Zwei Ströme, ein Weg
Eine kleine Zeitreise: Eine Fahrradtour entlang der Moldau und der Elbe von Prag nach Dresden bringt vor allem Ruhe abseits des Großstadttrubels.
Das Kopfsteinpflaster ist brutal. Dicke Steine, große Lücken – ein paar Meter vom Prager Bahnhof entfernt wird deutlich, dass Tschechien kein Radfahrerland ist. Zumindest nicht die Hauptstadt mit ihren breiten Straßen, teils heftigen Steigungen und einer Verkehrsdichte, die an Linz im Stau erinnert. Mitten durch dieses urbane Labyrinth führt die Route auf dem parallel zur aufgestauten Moldau führenden Radweg mit der Nummer A2. Das Gewusel der Goldenen Stadt weicht nach wenigen Kilometern einer ländlichen Idylle. Mit dem satten Grün setzt auch das Vogelgezwitscher ein, das Radfahrer ab nun ständig begleitet. Amseln, Finken und all die anderen Singvögel quatschen von früh bis spät links und rechts des Weges, unaufhörlich. Ein Konzert, nicht nur für Ornithologen.

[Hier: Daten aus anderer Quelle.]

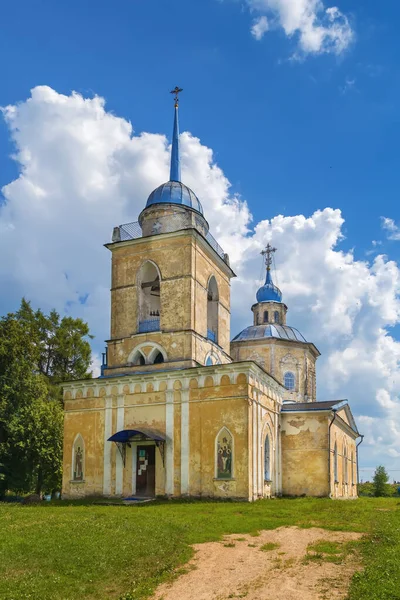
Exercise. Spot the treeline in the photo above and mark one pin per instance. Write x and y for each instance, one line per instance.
(37, 353)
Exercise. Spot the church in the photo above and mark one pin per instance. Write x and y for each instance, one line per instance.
(181, 409)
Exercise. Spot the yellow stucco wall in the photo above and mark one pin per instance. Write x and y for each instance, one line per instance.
(185, 263)
(279, 356)
(306, 462)
(212, 398)
(342, 486)
(304, 454)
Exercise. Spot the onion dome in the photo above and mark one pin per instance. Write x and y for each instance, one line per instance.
(174, 191)
(269, 292)
(256, 332)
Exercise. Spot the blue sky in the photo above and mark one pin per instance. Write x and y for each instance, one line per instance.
(286, 133)
(293, 130)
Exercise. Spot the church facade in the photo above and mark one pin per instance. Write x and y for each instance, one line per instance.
(179, 408)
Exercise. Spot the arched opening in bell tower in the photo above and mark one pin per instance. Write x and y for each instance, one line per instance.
(212, 310)
(149, 297)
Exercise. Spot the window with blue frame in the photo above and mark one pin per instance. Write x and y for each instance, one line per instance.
(289, 380)
(212, 310)
(267, 459)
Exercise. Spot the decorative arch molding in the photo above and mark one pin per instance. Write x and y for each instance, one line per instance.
(149, 356)
(78, 459)
(148, 285)
(212, 309)
(212, 358)
(289, 364)
(224, 454)
(140, 269)
(268, 458)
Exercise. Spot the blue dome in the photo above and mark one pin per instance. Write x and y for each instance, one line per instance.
(283, 332)
(269, 292)
(174, 192)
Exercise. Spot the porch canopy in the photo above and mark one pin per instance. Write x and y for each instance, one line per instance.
(143, 434)
(123, 438)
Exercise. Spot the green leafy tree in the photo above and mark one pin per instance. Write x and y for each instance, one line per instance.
(380, 482)
(37, 353)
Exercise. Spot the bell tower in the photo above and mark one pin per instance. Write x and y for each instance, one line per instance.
(170, 290)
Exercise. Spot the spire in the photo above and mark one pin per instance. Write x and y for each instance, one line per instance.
(269, 292)
(175, 174)
(268, 254)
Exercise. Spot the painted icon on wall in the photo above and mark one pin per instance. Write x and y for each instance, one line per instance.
(78, 459)
(78, 472)
(224, 455)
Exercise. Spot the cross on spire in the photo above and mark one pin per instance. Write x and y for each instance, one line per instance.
(268, 253)
(177, 90)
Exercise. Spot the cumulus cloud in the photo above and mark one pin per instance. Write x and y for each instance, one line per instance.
(83, 170)
(259, 27)
(318, 29)
(392, 230)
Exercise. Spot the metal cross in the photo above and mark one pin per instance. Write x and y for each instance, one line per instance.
(176, 91)
(268, 252)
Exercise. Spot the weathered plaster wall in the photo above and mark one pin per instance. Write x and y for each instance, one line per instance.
(304, 454)
(279, 356)
(212, 408)
(190, 411)
(185, 266)
(344, 481)
(84, 417)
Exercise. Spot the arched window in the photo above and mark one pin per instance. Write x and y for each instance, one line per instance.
(289, 380)
(335, 465)
(158, 359)
(212, 310)
(149, 297)
(224, 455)
(78, 459)
(345, 479)
(138, 359)
(147, 354)
(212, 359)
(267, 459)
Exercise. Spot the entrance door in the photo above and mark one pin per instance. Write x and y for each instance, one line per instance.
(146, 471)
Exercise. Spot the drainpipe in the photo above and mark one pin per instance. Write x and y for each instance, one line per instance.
(358, 476)
(329, 451)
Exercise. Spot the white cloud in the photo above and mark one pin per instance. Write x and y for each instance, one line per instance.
(259, 27)
(83, 171)
(317, 29)
(393, 230)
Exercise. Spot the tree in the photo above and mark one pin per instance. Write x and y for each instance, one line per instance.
(380, 481)
(37, 353)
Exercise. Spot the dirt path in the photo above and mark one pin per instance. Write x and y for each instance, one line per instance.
(238, 568)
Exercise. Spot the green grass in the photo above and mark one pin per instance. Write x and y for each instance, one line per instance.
(71, 551)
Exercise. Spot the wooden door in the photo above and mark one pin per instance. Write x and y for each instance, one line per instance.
(146, 471)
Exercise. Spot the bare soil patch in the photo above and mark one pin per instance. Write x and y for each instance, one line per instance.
(240, 567)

Mit Gegenverkehr auf dem perfekt asphaltierten Moldau-Radweg muss gerechnet werden: Viele Skater düsen mit hohem Tempo dahin. Radfahrer? Fehlanzeige!
Vorbei am Prager Zoo und an einer künstlichen Wildwasserstrecke für Kanuten steht die erste Klettertour an. Mehr als 100 Höhenmeter müssen vor Rez erklommen werden. Der Radweg entlang der Moldau ist unterbrochen und für die Durchfahrt gesperrt. Bleibt nur der 12-Prozent-Anstieg.
Als Belohnung führt die Abfahrt durch einen wunderschönen Wald, ein paar Kilometer weiter, gegenüber von Nelahozeves, beschränkt sich die Route auf einen romantischen Trampelpfad direkt neben dem Strom mit faszinierenden Felsformationen.
Wo sich Moldau und Elbe treffen
Die Burg des ersten Etappenzieles Melnik ist weithin sichtbar. Eine Übernachtung auf dem Plateau zahlt sich aus – auch wenn am Ende des Tages noch einmal kräftig in die Pedale getreten werden muss. Der Blick nach Süden auf den Zusammenfluss von Moldau und Elbe ist jedenfalls ein Muss auf dieser Radtour.
Die Hauptroute führt nach Litomerice, empfehlenswert ist freilich auch der Weg über Theresienstadt (Terezin). Die Wehranlage, die einst als Gestapo-Gefängnis genutzt wurde, ist gut erhalten. An mehreren Punkten wird der vielen Menschen gedacht, die im KZ Theresienstadt ermordet wurden. Ein Stopp lohnt sich, es gibt viele deutschsprachige Führungen.
Zwei Bahnlinien links und rechts der Elbe dominieren vor allem akustisch das Geschehen bis Usti (Aussig), danach geht’s gemächlich auf eigenen Radwegen Richtung Deutschland. Etliche Fähren pendeln zwischen den Ufern. Und überall erinnern Hochwassermarken an die Katastrophenjahre. Unterkunftgeber erzählen ausführlich über die Fluten, die sich über die Dörfer ergossen haben. Nach knapp 220 Kilometern steht der vorletzte Fixpunkt an: das Blaue Wunder, die markante Brücke über die Elbe. Der Endpunkt, die Frauenkirche, folgt 20 Minuten später.